1. The Idea of the Statistical Test

2. A statistical test evaluates the "fit" of a hypothesis to a sample.

3. A statistical hypothesis is a claim regarding a population. The form of a statistical hypothesis usually involves the value(s) of parameters (means, proportions, etc.) associated with a population.

4. A statistical test compares a statistical hypothesis to a random sample from the relevant population, and indicates the "fit" (good or bad) of the sample and hypothesis. Four basic components are required to perform a statistical test: A random sample meeting assumptions required for the test; A hypothesis to be evaluated - the null hypothesis, or H 0 ; An alternative hypothesis, or H 1 ; A method of checking the fit of the sample to the null hypothesis, or an error function.

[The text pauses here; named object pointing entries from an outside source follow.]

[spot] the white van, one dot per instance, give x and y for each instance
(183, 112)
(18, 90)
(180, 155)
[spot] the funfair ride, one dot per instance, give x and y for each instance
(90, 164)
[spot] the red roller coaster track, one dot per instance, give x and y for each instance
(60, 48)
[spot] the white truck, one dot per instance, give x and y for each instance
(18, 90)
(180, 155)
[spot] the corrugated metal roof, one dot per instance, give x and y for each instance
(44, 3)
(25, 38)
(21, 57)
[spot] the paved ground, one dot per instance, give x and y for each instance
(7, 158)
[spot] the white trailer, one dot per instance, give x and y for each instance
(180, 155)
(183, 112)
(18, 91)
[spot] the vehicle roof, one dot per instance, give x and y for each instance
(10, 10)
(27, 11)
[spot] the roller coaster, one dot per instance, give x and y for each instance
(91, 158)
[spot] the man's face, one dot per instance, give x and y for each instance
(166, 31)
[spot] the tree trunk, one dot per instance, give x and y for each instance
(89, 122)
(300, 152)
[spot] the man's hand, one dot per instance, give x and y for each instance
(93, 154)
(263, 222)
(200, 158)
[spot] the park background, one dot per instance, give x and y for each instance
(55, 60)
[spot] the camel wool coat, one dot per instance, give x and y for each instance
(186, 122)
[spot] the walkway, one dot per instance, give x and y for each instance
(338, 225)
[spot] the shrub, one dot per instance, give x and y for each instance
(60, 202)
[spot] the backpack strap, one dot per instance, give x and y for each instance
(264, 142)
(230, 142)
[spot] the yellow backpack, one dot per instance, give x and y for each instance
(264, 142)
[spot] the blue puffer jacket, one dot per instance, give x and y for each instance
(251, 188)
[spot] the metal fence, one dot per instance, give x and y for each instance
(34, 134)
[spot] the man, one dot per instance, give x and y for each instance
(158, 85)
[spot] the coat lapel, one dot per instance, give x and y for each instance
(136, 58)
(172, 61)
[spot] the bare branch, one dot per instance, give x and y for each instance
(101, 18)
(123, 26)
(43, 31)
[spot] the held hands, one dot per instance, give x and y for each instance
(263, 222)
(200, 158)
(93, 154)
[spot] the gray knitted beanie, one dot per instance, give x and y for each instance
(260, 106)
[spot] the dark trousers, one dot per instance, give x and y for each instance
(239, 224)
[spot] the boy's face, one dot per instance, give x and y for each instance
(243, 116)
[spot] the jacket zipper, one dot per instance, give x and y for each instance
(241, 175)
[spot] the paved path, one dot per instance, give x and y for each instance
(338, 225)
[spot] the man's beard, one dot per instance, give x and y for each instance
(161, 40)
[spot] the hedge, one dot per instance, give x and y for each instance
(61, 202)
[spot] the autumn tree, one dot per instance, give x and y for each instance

5. The significance of a test is usually given via a p-value; a p-value is the conditional probability of getting a sample error more severe than our sample error, given that the null hypothesis holds. That is, p-value = Pr{getting a worse sample error | H 0 is true}.

6. A p-value gives the strength of fit of our sample to the null hypothesis. Large p-values indicate strong fit, small p-values indicate weak fit. If the p-value is sufficiently small, we may elect to reject the null hypothesis. In practice, p-values below.05 or.01 are viewed as statistically significant or as highly statistically significant.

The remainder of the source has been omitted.